Remember how home buyers were paying way over asking price just a few months ago?
Yeah apparently it's not like that so much anymore:
Home sellers are doing way more to entice homebuyers these days, according to data from Redfin published Thursday morning. ...
During the pandemic real estate frenzy, sellers held all the cards and desperate buyers did whatever they could to close a deal — waiving the inspection, paying way over asking, etc.
Now, it's homebuyers who must be wooed.
It's no joke. Here's Redfin's data:
Home sellers gave concessions to buyers in 41.9% of home sales in the fourth quarter — the highest share of any three-month period in Redfin's records, which date back to July 2020. That's up from just over 30% in both the previous quarter and the fourth quarter of 2021, and outpaces the prior 40.8% high from the three months ending July 2020, when the housing market nearly ground to a halt due to the onset of the coronavirus pandemic. ...
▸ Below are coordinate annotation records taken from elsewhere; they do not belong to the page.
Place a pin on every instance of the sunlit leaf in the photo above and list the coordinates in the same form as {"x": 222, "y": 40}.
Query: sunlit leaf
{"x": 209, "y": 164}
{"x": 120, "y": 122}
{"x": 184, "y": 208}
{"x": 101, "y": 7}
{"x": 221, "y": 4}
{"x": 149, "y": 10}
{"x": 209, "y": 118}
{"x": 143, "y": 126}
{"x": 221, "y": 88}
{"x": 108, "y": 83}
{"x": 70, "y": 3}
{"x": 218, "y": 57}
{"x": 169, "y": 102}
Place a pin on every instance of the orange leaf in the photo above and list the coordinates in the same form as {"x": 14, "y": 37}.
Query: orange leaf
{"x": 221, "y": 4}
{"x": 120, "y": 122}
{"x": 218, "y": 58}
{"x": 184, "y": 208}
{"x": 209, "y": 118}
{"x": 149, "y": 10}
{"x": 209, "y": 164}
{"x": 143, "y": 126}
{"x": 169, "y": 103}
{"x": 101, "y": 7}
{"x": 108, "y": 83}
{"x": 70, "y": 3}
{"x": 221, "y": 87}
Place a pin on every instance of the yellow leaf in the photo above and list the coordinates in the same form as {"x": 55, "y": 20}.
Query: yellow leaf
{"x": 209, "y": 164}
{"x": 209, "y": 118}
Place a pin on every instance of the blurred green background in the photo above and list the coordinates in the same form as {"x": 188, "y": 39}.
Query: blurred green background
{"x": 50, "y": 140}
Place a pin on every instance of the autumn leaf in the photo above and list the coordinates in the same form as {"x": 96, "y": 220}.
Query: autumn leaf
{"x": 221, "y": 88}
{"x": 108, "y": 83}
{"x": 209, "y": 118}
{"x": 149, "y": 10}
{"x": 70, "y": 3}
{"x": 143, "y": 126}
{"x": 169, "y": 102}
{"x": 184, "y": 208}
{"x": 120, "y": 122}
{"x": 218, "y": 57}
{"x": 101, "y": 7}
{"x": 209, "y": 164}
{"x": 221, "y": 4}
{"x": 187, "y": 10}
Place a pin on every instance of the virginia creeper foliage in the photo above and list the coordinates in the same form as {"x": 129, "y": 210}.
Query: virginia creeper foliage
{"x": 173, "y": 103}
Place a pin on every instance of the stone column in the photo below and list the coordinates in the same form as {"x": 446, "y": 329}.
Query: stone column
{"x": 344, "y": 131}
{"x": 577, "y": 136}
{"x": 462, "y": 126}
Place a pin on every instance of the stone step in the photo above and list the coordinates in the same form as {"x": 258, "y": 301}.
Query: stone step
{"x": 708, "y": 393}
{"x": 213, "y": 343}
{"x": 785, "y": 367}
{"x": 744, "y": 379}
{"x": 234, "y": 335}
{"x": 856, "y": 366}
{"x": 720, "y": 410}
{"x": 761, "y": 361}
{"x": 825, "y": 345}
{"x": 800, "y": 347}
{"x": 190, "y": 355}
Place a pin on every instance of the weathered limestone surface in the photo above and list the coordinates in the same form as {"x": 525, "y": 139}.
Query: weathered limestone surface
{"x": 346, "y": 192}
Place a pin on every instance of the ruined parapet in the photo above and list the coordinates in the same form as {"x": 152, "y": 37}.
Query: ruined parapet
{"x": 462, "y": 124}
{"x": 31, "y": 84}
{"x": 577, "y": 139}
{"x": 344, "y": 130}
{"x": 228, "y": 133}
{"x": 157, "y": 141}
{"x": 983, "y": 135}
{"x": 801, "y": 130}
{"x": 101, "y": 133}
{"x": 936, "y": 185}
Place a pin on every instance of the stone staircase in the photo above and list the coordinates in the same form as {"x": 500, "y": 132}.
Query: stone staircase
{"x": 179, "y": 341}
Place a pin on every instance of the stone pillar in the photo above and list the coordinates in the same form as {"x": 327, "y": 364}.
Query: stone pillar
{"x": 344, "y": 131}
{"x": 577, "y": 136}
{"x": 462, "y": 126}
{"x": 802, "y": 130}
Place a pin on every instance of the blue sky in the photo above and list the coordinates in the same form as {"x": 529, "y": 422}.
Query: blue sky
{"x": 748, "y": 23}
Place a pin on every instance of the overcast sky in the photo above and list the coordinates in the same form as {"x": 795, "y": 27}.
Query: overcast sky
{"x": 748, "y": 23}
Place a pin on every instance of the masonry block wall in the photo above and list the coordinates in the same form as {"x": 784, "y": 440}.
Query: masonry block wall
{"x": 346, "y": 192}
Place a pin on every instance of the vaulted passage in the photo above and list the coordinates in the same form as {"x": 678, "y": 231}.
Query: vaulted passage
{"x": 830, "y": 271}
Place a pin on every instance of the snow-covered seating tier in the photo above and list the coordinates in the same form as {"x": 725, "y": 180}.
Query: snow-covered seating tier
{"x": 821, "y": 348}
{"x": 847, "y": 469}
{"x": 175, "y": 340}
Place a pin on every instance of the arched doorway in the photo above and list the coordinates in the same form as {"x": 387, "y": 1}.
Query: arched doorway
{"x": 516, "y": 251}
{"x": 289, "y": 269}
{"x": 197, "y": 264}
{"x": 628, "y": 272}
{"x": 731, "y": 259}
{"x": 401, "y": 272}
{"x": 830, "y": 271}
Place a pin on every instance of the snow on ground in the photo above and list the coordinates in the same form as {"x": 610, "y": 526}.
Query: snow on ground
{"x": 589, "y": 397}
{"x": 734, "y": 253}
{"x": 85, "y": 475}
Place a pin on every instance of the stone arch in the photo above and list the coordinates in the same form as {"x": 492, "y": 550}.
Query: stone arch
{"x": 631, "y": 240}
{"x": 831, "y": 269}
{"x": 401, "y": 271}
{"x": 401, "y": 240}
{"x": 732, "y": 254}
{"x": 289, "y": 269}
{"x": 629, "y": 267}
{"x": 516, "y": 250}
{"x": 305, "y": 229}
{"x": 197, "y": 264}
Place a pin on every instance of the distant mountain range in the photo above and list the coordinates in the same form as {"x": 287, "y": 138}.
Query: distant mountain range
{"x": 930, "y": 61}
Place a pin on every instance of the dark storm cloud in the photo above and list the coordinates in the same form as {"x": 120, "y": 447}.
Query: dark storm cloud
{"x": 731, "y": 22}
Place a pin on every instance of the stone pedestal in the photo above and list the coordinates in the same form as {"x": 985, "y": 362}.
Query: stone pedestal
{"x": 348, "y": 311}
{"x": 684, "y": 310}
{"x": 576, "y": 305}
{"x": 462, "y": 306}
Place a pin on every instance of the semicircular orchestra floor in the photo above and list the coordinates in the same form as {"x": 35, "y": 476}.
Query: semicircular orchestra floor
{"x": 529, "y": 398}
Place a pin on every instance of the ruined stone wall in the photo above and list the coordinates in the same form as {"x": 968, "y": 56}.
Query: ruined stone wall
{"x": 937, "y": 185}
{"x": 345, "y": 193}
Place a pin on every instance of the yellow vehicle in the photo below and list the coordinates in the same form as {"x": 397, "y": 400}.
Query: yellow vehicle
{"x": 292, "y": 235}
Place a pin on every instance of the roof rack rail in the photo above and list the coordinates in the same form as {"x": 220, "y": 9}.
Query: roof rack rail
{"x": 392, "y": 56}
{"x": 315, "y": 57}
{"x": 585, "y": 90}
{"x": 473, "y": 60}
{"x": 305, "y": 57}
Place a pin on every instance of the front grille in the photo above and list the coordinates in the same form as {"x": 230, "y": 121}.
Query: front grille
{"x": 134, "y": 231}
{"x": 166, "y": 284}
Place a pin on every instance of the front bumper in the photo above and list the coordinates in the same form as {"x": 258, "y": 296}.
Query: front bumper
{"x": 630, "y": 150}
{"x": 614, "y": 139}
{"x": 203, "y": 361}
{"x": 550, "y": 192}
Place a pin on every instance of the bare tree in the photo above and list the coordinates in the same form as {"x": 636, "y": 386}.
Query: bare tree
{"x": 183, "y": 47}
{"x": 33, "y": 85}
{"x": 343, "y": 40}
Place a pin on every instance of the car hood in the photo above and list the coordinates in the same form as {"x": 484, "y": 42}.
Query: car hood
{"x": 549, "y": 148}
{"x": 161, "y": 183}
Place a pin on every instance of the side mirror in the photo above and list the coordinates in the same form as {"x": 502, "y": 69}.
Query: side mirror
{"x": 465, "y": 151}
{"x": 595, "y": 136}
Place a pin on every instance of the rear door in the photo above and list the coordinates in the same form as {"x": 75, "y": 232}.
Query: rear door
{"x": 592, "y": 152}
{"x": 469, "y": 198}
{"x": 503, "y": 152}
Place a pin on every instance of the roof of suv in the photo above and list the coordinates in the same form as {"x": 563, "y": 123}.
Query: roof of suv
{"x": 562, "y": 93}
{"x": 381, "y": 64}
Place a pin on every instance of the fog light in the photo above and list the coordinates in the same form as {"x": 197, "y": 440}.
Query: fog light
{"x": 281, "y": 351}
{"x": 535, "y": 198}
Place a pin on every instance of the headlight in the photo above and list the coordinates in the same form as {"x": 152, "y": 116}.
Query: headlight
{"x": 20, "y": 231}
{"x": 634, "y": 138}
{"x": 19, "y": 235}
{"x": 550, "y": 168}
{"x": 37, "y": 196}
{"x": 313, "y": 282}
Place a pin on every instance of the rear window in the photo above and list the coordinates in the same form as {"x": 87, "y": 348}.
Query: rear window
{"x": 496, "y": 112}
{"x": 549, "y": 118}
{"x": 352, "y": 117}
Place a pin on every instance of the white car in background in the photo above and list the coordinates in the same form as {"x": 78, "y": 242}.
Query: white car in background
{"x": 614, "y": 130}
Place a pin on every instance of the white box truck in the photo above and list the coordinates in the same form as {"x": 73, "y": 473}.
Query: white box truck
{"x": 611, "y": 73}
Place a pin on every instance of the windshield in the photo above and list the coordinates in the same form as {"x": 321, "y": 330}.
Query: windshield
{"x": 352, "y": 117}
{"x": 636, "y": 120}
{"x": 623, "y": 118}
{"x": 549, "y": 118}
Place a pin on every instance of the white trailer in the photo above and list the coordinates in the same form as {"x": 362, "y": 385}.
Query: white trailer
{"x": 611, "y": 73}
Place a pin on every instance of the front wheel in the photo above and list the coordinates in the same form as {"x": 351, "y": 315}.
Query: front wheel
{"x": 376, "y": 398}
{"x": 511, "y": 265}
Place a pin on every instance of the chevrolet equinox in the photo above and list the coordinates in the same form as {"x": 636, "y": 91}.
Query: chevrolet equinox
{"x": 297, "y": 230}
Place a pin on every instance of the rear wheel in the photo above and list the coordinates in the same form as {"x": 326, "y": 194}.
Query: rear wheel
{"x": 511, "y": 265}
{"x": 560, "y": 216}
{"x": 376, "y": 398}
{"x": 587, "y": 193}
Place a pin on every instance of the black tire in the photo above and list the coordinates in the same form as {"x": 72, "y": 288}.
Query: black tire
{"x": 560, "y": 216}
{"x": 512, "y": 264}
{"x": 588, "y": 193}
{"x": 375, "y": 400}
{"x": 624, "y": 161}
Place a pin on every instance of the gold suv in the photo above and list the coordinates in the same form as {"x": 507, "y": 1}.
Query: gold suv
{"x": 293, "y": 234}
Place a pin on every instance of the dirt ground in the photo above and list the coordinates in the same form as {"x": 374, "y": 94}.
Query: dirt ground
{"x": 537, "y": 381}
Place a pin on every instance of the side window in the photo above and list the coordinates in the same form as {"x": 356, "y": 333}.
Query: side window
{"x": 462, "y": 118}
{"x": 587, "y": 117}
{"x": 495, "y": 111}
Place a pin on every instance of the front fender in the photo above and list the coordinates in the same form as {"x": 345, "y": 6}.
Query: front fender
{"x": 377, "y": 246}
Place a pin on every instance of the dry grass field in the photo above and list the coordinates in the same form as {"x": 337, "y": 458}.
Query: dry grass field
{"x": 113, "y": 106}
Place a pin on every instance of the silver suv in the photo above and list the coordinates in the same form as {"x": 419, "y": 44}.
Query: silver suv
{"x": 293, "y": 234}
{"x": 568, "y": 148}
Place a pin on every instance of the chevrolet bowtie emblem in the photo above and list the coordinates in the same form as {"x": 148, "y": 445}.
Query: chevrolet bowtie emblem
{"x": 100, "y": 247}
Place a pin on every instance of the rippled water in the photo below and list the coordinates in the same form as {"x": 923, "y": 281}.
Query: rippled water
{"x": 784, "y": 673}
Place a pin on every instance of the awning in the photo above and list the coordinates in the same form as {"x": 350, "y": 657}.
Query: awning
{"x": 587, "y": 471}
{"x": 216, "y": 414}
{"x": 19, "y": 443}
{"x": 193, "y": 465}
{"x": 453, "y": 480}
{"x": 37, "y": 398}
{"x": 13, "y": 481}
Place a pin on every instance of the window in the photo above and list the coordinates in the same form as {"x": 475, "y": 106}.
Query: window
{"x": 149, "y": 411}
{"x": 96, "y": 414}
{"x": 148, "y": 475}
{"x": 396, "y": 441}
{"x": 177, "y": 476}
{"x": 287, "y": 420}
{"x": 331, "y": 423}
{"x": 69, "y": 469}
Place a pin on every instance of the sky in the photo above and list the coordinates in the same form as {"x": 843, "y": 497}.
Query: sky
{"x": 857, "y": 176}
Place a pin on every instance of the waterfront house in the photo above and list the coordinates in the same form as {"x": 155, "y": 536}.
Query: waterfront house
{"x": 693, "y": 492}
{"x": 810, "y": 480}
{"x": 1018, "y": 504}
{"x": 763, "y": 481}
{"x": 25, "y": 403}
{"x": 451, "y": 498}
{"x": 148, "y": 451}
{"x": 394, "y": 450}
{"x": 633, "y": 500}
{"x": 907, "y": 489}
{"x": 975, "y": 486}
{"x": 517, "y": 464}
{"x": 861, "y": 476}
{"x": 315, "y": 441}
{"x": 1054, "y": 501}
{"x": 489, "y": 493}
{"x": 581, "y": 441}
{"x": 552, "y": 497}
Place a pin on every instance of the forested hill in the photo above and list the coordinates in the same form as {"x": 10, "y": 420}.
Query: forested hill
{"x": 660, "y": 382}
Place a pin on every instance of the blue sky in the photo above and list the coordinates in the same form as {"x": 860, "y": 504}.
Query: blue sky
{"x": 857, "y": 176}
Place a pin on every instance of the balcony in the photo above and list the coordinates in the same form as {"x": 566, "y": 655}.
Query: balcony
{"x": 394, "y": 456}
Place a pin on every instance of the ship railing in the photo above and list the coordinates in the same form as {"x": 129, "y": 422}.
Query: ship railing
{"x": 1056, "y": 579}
"Buyers are asking sellers for things that were unheard of during the past few years," said Van Welborn, a Redfin real estate agent in Phoenix. "They're feeling empowered, partly because their offer is often the only one, and partly because they know sellers have built up so much equity during the pandemic that they can afford to dole out sizable concessions."
Buyers the last two years:
Buyers now:
The region-level data is even starker:
In Phoenix, sellers gave concessions to buyers in 62.9% of home sales in the fourth quarter, up from 33.2% a year earlier. That 29.7-percentage-point increase is the largest among the 25 U.S. metropolitan areas for which data was available. Next came Seattle (25.6 ppts), Las Vegas (22.2 ppts), San Diego (20.7 ppts) and Detroit (20.4 ppts). ...
"It took a while, but seller expectations are coming back down to earth. Concessions were common before the pandemic, and we may be returning to that norm," Welborn said. "Sellers realize they're not going to get $80,000 over the asking price like their neighbor did last year."